Keywords: peripheral nerve repair, magnetic nanoparticle, nanocomposite, magnetic field, Schwann cell, functional recovery
Introduction
The peripheral nervous system displays remarkable regenerative potential after injury.1 Although autologous nerve grafting is still considered the golden criterion and the most common therapy after peripheral nerve injury, its application is limited by the scarcity of available donor nerve, donor area morbidity, and neuroma formation.2,3 In recent decades, materials for engineering artificial nerves have become attractive treatments to repair peripheral nerve injuries,4 as they partially restore nerve regeneration by providing guidance cues for axonal regrowth. Many seeding cells and optimized nerve materials have been introduced to establish a tunable local milieu for regenerating axons at the spot of nerve deficiency and further improve nerve regeneration,5,6 thus holding great potential as a substitute for autologous nerves in nerve repair.

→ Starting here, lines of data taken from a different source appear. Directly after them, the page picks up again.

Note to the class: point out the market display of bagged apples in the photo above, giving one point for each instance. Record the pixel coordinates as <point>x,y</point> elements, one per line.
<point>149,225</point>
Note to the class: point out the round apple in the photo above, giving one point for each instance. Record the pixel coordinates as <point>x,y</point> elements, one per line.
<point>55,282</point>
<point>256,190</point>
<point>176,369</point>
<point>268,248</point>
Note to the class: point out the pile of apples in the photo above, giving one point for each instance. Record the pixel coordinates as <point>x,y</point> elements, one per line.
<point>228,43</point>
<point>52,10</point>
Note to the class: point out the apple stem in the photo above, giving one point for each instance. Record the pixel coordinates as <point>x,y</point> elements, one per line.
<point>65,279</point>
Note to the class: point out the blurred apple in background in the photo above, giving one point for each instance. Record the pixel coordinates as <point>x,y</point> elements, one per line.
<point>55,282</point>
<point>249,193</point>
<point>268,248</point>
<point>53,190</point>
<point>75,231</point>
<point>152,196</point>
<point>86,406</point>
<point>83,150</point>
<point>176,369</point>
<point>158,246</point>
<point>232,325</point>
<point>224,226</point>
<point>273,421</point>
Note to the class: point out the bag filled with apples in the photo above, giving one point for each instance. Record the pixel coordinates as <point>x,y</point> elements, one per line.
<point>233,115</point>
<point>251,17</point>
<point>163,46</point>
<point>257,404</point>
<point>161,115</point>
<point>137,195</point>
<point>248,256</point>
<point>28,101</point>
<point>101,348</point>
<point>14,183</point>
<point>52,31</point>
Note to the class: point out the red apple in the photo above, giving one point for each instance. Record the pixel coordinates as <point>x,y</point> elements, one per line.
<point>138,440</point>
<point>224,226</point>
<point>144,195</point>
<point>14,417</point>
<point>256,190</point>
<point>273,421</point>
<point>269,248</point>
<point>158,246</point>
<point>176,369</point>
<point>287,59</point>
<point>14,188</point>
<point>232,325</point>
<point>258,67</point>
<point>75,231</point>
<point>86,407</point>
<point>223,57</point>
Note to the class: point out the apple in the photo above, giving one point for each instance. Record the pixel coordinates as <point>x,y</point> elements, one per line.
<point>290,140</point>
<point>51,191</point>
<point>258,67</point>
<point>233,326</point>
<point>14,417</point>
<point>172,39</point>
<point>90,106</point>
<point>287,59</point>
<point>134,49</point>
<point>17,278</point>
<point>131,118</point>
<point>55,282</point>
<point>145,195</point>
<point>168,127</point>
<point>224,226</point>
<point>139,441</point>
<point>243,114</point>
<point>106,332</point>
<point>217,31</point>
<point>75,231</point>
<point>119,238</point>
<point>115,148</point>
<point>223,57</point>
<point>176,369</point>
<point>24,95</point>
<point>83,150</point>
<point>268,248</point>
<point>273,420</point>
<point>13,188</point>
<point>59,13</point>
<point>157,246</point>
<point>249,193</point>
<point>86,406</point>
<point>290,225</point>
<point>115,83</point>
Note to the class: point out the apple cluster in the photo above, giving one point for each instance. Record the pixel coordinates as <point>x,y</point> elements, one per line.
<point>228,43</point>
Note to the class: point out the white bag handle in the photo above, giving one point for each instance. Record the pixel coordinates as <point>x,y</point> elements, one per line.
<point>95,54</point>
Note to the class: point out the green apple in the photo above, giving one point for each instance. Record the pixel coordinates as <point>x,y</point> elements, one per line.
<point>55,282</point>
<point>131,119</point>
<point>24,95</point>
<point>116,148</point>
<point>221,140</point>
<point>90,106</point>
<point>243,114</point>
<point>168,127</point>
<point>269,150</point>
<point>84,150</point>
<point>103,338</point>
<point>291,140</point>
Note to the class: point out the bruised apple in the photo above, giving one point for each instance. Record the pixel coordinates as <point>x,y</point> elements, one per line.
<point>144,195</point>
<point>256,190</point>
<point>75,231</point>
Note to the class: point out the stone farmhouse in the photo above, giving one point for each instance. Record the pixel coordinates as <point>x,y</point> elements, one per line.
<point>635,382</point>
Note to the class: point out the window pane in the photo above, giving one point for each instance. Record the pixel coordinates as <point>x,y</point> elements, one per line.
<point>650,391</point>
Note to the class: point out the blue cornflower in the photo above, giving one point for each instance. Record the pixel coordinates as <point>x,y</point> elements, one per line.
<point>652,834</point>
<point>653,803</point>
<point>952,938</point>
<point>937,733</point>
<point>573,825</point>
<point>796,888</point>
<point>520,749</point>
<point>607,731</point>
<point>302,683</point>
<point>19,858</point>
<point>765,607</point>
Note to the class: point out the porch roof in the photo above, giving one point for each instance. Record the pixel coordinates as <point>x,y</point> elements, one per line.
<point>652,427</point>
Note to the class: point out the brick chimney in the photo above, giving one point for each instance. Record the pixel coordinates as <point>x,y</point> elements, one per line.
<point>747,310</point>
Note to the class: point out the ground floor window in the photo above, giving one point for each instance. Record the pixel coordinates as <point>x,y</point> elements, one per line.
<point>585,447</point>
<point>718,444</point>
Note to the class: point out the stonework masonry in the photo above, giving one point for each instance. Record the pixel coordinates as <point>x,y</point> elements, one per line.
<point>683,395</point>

Schwann cells (SCs), the main gliocytes in the peripheral nerve system, are useful transplant seeding cells with positive functions in nerve repair due to their role in the organization of Büngner bands, potential to form myelin, and expression of multiple neurotrophic factors.7–10 Based on the above-mentioned considerations, the delivery of SCs to neural engineering biomaterials has recently been shown to be beneficial for nerve repair.11–15 However, attenuated biotic functions have been detected in SC cultures in vitro, which further dramatically restricts the application of SCs in peripheral nerve repair in vivo.16
In recent years, magnetic composites consisting of magnetic nanoparticles (MNPs) controlled with the applied magnetic field (MF) have been fabricated to enhance the biologic properties of cells and tissue engineering repair. A magnetic composite combined with an MF is capable of accelerating the proliferation rate of endothelial cells, facilitating the endothelial cells into capillary-like architectures,17 promoting cardiac cells to form myocardial tissue in vitro,18 stimulating human bone-derived mesenchymal stem cell proliferation,19 and improving osteogenesis in bone tissue repair in vivo.20 Moreover, an MNP-based magnetic nanocomposite hydrogel was synthesized for potential cartilage tissue engineering under MF.21 However, it is unclear whether the combination of magnetic composites and MF, especially the introduction of seeding cells, can be applied for promoting the peripheral nerve repair.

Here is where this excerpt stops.